When the coal boom hit eastern Kentucky in the early-twentieth century, mining companies primarily recruited their workers from three population segments. First were local residents, who were traditionally farmers. Second were immigrants, including natives of Poland, Hungary, Yugoslavia, and Italy. Third were African Americans from the Southern states. Like the native mountaineers, they were typically farmers or had worked in the iron foundries of cities such as Chattanooga, Tennessee, and Birmingham, Alabama. Many African Americans who tired of a sharecropping existence welcomed a new change of scenery and opportunity for wage labor.
During segregation, local residents and immigrant children attended the same schools, but African American students were educated elsewhere. In an attempt to accommodate "separate but equal" facilities as determined by the famous 1896 Supreme Court case of Plessy v. Ferguson, in 1923, the United States Coal Company constructed the Lynch Colored School in Harlan County, which served the adjacent coal towns of Lynch and Benham.
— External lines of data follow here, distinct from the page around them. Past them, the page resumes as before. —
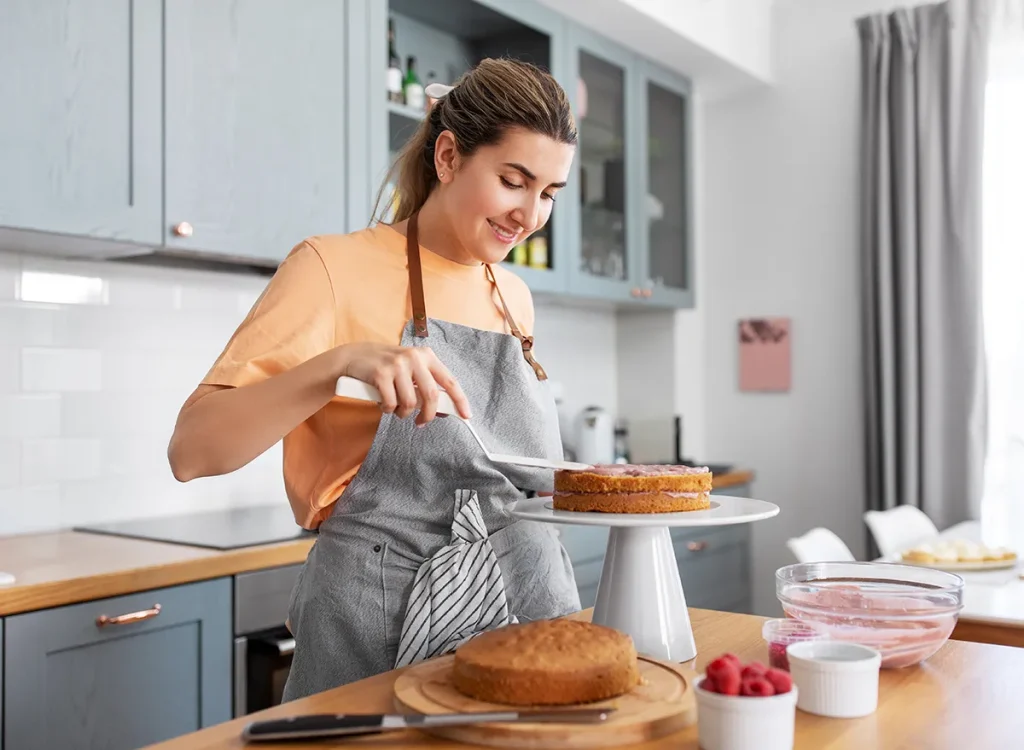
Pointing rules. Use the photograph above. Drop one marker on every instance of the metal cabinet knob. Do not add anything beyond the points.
(104, 620)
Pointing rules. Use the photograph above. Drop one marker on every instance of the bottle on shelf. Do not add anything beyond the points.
(394, 88)
(412, 87)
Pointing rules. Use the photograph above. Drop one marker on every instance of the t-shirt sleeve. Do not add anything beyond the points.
(292, 322)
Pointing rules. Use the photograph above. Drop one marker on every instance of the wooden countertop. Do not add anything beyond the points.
(720, 482)
(966, 696)
(51, 570)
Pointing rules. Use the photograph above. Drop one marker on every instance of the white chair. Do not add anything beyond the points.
(899, 528)
(819, 545)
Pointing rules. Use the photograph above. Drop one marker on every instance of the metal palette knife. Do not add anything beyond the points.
(351, 388)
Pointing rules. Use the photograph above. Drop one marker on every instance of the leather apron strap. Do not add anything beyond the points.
(420, 307)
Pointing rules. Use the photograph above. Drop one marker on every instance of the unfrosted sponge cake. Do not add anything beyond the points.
(633, 489)
(547, 663)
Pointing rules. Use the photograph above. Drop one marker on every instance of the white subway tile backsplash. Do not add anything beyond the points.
(59, 459)
(25, 415)
(135, 293)
(120, 415)
(28, 509)
(10, 368)
(60, 370)
(10, 463)
(28, 325)
(8, 281)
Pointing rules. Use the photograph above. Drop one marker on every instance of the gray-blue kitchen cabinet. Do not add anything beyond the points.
(255, 125)
(80, 138)
(604, 260)
(664, 203)
(72, 682)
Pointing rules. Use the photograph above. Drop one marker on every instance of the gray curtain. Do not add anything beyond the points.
(923, 83)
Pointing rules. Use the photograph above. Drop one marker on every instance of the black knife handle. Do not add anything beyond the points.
(313, 725)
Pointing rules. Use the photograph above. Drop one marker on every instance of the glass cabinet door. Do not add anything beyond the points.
(667, 201)
(602, 96)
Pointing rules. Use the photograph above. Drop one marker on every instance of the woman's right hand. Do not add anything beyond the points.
(400, 373)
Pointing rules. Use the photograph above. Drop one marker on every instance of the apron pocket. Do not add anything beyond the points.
(457, 593)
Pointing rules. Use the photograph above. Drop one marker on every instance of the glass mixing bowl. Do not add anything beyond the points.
(905, 612)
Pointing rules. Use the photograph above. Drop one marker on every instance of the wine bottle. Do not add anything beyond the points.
(413, 88)
(394, 92)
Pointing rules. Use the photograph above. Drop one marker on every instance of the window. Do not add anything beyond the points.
(1003, 291)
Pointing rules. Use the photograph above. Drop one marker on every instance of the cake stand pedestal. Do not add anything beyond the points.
(640, 591)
While their fathers toiled away in coal mines, the students at Lynch Colored School received instruction. African American teachers and administrators worked long hours to provide the miners' children with a quality education. Community ties were strong among Lynch’s black population. School events and sports teams brought out the whole community to support their scholars. When the school finally integrated in 1963, it became the town's West Main High School.
Today, Lynch Colored School still stands as a testament to African American initiative. Many of Lynch's black community—although now dispersed across the United States—still hold reunions to remember their times growing up in coal country.